Edit:0916032 Date:2018-12-04

On November 29th, 2018, Dr. Baohui Chen’s group published a research article entitled “Efficient labeling and imaging of protein-coding genes in living cells using CRISPR-Tag” in Nature Communications. In this article, the authors develop a CRISPR-Tag system using one to four highly active sgRNAs to specifically label protein-coding genes with a high signal-to-noise ratio for visualization by wide-field fluorescence microscopy.

The catalytically dead version of Cas9 (dCas9) has been extensively explored for imaging endogenous genomic loci in living cells. However, most of targets visualized by dCas9 system are still limited to repetitive genomic region. The major challenge is, when targeting non-repetitive genomic regions, it requires multiple sgRNAs function simultaneously to provide a sufficient signal-to-noise ratio for microscopy detection. The lack of efficient tools to image non-repetitive genes in living cells has limited our ability to explore the functional impact of the spatiotemporal dynamics of such genes. Dr. Chen’s group addressed this issue by developing new type of DNA tags, termed “CRISPR-Tag”, to label endogenous protein-coding genes in living cells at the level of single cells and single loci. This approach involves assembling the CRISPR-Tag within the intron region of a fluorescent protein and then integrating this cassette to N- or C-terminus of a specific gene, which enables simultaneous real-time imaging of protein and DNA of human protein-coding genes. Most importantly, the use of CRISPR-Tags does not affect gene expression. All CRISPR-Tags they created are smaller than 850 bp. Thus, the CRISPR-Tag system represents an efficient, easy and scalable DNA tagging system in living human cells.

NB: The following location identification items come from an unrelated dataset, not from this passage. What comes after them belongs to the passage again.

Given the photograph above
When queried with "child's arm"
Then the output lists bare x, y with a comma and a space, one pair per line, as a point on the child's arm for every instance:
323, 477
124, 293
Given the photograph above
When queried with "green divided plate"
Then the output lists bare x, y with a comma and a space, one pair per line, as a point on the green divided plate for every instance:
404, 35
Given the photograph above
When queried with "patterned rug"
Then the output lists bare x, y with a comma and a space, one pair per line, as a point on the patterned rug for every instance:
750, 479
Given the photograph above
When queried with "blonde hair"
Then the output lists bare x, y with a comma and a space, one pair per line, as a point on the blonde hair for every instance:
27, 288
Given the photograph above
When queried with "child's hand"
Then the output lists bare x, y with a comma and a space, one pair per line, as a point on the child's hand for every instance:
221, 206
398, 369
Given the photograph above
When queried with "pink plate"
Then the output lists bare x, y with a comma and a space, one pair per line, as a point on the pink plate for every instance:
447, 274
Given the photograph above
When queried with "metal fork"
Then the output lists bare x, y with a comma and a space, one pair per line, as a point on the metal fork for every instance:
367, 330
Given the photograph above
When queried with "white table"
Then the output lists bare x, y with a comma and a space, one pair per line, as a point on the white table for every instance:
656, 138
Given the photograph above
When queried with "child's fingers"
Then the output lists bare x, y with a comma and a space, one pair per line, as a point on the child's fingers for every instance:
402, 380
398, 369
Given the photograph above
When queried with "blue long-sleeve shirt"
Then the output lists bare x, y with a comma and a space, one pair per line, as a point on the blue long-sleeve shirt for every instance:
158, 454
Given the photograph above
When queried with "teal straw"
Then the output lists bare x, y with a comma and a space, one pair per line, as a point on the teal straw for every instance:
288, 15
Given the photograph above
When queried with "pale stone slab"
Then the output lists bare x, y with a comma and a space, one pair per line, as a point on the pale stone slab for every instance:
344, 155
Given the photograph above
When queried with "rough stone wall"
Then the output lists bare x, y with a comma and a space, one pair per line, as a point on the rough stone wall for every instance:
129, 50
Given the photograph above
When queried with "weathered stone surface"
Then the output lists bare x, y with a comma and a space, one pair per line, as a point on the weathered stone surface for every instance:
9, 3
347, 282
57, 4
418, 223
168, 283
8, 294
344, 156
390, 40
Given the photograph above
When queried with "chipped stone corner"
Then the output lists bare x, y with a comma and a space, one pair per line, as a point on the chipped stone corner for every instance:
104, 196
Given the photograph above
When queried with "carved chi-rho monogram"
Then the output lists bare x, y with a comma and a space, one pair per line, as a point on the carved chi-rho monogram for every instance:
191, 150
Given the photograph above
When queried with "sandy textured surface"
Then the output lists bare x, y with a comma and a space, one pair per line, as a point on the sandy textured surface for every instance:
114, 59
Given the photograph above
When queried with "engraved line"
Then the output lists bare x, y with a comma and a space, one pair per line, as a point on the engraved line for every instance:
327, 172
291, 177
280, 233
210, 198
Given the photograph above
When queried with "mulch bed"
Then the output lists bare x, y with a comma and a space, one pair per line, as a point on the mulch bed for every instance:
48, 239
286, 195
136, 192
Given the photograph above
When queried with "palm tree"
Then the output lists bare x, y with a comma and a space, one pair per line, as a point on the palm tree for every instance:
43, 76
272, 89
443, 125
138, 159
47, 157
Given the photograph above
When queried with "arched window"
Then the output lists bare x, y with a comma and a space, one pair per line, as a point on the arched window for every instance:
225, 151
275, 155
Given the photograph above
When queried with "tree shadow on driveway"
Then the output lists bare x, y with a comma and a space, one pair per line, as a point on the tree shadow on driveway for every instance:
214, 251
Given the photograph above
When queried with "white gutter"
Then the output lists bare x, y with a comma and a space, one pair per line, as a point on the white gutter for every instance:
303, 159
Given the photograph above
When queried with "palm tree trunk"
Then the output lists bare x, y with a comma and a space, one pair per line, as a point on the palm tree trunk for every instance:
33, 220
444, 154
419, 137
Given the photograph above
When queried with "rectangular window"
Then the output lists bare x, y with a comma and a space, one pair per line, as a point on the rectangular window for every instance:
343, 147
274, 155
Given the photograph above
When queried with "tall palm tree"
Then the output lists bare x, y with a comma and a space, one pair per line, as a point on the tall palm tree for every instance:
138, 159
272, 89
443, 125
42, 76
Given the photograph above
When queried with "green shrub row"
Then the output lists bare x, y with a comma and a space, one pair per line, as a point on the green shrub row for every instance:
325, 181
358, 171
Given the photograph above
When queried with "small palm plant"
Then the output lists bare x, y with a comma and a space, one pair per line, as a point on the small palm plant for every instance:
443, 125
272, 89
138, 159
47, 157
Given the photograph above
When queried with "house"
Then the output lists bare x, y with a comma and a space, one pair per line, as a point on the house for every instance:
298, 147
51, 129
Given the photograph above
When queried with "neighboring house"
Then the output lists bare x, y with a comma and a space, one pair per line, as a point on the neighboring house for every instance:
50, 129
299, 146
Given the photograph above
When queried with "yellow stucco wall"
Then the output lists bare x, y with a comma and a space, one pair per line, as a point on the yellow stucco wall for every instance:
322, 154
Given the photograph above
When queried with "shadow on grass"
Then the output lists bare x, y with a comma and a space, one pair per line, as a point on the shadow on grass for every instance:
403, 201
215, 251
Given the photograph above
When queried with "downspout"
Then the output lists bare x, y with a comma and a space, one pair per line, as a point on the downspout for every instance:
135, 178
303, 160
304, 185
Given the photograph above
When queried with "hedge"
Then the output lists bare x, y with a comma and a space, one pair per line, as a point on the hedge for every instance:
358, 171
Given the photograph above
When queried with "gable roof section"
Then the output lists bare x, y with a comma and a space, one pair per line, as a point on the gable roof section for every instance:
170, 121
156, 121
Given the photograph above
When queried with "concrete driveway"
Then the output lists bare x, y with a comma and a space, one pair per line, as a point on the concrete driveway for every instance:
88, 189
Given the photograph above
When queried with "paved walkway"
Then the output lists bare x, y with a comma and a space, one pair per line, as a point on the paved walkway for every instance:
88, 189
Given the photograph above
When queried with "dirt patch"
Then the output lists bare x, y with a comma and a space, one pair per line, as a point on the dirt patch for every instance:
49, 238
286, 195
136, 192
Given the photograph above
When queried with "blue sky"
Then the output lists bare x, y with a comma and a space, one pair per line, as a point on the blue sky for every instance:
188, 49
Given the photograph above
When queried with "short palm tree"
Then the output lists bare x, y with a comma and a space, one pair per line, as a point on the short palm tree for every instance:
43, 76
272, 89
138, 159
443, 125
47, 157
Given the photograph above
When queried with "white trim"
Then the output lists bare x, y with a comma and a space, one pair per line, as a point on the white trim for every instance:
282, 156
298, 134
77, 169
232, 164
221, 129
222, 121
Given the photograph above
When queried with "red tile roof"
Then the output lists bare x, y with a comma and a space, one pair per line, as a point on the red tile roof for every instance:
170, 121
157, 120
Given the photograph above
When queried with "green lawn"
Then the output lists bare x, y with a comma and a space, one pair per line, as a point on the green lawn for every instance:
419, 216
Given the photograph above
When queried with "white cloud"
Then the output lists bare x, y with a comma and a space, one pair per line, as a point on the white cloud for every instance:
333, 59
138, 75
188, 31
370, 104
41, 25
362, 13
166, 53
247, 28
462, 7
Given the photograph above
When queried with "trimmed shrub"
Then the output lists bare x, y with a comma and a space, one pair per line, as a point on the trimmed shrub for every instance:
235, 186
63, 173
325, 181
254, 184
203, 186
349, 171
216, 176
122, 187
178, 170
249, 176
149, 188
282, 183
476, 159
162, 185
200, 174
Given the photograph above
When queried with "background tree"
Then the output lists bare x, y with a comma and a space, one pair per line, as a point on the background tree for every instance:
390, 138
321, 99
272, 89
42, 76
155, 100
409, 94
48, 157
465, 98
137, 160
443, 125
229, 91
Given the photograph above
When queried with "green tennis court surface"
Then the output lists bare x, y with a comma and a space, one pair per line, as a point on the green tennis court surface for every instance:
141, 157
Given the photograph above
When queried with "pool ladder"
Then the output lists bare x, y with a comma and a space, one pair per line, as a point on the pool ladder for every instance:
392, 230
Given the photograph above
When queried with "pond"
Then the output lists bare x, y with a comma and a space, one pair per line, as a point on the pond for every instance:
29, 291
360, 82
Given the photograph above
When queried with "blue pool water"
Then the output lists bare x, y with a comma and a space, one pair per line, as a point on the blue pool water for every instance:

In theory, CRISPR-Tag approach can be applied broadly for any other species, such as using Human CRISPR-Tag for C. elegans genomic loci labeling. Furthermore, a same set of CRISPR-Tag and sgRNAs is applicable for tagging any genomic loci. This is an advantage over previous CRISPR imaging technique which requires at least 26 sgRNAs. Individual genes and genomic regions locate at different positions in the three-dimensional space of the nucleus. The long-standing questions are whether the position of a gene affects its activity and how the gene positioning is maintained and regulated. There is no doubt that utilizing live-cell DNA imaging techniques which allow direct visualization of gene positioning and gene expression in living cells simultaneously, the researchers will be able to uncover how gene position is linked to gene activity.

Dr. Baohui Chen (Department of Cell Biology and Bone Marrow Transplantation Center of the First Affiliated Hospital, Zhejiang University School of Medicine) is the first author of this paper. Dr. Baohui Chen and Dr. Bo Huang (University of California, San Francisco) are the co-corresponding authors.